Mmm, looks delicious! Count yourself lucky you have a lady that will partake in your hobby with you!!


----------



## l330n (Mar 24, 2011)

Yea, she loves to hang outside with me n smoke on a flavored stogie. She really loves the Java Mint, as do i. I dont usually smoke flavored infused but that Java Mint is fantastic.


----------



## k-morelli (Jun 22, 2011)

^ consider yourself lucky, my fiance won't come near me while I'm smoking. smoking gets me some alone time lol


----------



## CopGTP (Jun 8, 2010)

l330n said:


> Yea, she loves to hang outside with me n smoke on a flavored stogie. She really loves the Java Mint, as do i. I dont usually smoke flavored infused but that Java Mint is fantastic.
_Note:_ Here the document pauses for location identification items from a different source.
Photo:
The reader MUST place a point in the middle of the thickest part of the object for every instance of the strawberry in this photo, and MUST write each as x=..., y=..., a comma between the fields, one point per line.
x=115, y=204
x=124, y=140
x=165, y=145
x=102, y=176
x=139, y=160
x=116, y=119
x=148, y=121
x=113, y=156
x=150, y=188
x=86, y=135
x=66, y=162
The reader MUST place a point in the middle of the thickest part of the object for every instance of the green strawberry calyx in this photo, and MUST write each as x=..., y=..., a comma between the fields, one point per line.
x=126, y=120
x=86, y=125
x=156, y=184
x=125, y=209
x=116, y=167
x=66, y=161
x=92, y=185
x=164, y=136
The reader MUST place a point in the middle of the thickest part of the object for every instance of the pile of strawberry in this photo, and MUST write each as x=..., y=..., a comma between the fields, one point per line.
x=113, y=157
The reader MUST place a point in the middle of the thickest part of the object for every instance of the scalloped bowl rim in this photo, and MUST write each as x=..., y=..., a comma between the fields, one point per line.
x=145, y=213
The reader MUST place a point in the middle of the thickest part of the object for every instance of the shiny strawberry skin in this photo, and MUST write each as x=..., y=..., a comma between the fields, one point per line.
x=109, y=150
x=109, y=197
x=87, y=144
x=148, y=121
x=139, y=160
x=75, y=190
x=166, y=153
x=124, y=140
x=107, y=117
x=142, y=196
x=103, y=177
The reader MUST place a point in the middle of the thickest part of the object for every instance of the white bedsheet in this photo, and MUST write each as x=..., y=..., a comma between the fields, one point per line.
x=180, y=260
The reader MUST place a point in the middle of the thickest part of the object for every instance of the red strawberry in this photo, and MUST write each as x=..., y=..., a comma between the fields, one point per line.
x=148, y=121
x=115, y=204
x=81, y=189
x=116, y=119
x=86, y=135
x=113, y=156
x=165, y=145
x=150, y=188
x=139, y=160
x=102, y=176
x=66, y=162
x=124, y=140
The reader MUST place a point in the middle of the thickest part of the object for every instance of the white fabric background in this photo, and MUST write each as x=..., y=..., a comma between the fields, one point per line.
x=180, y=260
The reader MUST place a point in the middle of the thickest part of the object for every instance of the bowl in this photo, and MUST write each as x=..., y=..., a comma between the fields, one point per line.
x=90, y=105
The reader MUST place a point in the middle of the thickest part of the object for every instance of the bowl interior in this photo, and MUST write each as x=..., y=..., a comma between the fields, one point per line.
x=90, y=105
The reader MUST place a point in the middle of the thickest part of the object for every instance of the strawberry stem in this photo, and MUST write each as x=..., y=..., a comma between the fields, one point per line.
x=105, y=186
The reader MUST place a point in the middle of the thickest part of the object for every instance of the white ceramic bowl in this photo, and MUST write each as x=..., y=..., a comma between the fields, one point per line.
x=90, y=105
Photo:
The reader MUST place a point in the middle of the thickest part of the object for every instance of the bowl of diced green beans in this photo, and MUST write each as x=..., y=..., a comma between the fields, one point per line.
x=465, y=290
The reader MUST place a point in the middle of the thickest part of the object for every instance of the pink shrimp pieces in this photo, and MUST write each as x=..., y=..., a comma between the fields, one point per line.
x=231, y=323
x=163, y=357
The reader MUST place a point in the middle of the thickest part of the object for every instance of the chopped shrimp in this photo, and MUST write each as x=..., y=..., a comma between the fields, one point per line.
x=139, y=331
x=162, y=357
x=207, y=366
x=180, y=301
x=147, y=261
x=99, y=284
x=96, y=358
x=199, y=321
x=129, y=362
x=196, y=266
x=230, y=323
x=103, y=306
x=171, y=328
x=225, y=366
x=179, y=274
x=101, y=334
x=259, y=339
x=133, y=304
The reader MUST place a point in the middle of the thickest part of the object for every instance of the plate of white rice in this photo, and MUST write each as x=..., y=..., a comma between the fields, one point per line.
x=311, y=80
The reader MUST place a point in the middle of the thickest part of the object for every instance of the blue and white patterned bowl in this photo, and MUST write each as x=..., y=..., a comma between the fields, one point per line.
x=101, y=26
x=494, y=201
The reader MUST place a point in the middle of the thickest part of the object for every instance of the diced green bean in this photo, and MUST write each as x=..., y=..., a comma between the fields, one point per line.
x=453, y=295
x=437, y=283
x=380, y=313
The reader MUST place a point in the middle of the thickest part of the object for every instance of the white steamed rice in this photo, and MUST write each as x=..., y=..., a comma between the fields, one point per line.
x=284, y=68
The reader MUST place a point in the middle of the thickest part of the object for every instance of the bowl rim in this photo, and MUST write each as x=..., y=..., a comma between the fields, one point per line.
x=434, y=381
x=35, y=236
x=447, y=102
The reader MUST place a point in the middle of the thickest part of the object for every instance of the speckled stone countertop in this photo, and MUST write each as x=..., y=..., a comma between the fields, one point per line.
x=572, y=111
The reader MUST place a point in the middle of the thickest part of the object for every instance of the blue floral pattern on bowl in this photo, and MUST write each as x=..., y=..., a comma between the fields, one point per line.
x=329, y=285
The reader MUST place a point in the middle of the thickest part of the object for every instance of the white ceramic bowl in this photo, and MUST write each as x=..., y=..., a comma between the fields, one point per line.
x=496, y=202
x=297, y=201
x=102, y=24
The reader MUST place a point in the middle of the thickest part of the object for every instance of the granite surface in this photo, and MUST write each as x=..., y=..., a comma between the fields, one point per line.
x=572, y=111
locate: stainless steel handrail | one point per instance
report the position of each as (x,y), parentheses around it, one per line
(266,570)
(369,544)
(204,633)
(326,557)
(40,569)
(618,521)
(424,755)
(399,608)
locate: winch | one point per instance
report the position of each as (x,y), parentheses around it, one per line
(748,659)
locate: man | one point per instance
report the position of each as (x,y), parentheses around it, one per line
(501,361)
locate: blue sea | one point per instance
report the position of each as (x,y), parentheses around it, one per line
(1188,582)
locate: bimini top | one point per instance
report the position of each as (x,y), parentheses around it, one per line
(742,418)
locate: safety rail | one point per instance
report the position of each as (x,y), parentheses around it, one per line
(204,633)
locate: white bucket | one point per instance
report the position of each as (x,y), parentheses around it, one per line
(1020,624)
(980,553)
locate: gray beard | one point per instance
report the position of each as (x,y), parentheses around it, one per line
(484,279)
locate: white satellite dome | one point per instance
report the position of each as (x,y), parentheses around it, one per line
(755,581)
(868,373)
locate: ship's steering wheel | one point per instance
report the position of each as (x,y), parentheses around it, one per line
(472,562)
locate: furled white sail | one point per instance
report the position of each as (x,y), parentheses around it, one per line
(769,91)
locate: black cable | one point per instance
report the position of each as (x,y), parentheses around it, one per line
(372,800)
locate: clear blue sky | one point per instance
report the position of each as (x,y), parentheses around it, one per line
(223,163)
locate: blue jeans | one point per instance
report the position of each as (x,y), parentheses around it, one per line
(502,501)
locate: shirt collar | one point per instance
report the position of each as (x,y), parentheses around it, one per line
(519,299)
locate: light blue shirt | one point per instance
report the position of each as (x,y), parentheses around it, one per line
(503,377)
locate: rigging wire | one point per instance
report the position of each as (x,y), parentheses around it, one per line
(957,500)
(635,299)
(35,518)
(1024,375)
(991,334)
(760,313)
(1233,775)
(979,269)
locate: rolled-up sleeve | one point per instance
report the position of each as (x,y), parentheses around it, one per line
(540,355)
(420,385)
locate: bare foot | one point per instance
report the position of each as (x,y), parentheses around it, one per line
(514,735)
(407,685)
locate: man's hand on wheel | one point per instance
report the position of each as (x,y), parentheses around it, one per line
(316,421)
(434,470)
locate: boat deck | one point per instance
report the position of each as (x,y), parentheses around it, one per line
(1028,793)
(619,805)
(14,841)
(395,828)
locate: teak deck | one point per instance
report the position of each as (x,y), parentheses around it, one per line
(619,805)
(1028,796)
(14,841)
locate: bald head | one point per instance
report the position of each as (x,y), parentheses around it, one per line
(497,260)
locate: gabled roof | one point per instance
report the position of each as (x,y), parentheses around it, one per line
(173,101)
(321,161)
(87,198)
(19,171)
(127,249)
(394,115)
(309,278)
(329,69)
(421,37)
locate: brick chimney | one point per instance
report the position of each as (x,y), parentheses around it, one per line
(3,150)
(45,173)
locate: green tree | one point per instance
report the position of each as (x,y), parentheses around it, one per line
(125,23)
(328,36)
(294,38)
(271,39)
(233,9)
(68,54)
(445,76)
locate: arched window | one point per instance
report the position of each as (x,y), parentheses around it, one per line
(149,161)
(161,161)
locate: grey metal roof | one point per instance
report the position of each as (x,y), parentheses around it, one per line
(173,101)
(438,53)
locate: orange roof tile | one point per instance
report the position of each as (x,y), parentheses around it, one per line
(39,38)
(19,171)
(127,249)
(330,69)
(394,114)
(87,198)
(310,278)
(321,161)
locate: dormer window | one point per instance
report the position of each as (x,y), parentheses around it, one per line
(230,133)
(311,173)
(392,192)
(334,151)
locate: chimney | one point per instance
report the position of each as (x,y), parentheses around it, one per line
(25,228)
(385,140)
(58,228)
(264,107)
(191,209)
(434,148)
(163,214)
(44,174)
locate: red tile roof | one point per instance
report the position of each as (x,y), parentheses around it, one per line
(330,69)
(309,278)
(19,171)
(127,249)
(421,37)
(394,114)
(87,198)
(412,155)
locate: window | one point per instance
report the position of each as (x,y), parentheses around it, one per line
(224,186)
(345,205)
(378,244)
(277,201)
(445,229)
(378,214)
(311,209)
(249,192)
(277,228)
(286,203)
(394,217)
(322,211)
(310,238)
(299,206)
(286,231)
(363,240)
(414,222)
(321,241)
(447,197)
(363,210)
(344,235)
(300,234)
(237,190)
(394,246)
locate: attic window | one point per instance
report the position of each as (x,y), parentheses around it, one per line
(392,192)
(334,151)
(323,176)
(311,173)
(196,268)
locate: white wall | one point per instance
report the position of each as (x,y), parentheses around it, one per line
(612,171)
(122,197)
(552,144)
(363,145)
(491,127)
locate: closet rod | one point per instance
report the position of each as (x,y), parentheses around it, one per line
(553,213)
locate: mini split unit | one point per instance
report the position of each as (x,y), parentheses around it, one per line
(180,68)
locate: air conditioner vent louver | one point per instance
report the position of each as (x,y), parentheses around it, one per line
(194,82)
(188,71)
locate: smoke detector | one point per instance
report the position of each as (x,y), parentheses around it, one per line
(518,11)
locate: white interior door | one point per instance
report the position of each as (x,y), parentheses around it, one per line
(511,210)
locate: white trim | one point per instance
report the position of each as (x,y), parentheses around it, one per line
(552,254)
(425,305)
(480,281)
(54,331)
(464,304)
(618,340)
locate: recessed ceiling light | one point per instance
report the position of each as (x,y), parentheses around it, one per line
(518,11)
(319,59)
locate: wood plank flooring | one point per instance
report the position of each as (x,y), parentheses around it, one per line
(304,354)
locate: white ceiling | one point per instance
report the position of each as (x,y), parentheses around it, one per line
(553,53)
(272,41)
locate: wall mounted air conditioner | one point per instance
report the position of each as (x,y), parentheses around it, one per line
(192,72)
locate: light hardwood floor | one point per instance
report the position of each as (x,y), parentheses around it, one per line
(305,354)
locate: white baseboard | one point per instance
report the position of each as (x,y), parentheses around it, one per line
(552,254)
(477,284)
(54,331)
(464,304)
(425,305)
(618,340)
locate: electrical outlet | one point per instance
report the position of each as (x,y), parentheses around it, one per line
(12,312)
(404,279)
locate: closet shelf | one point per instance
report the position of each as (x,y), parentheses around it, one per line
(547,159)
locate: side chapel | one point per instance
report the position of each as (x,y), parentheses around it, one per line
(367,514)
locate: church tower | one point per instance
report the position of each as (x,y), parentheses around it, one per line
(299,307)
Wait a tick...................Java MINT!?!?!!?!?!?!!!!???? I don't like any other flavored cigars, other than Drew's Java, and they made a MINT!?!? Damn! Now I'm on a quest!!!!


----------



## Todd Peddle (Sep 23, 2011)

Cool to see your wife enjoys a cigar.
My wife is alergic to smoke so I have to be thoughtful of that each time I have a cigar. Usually outside or in the shed. I have a good buddy who enjoys a cigar so that is usually my cigar smoking bud.
Cheers.


----------



## Chico57 (Nov 12, 2007)

Love the ash tray! They are my favorite Pepin blend. Do you smoke them?


----------



## rocker06 (Jul 3, 2011)

Nice, looks like some good sticks, which always leads to a good time ...:humble:


----------



## TonyBrooklyn (Jan 28, 2010)

:first::first::first::first::first:


----------



## the_brain (May 1, 2011)

Came from Shuckins of couse it's good.


----------



## apollyon9515 (Apr 10, 2009)

Looks nice, i generally smoke around the wife and she sometimes like the smoke but sometimes hates it. Ive always wondered if it would be nice to have her smoke with me, but also think it wouldnt be good to spend 2 times as much $ on cigars. Not to mention the fact shed go and get all the good smokes when i wasnt around.

Howd you like the oba oba? thinking about buying some really soon.


----------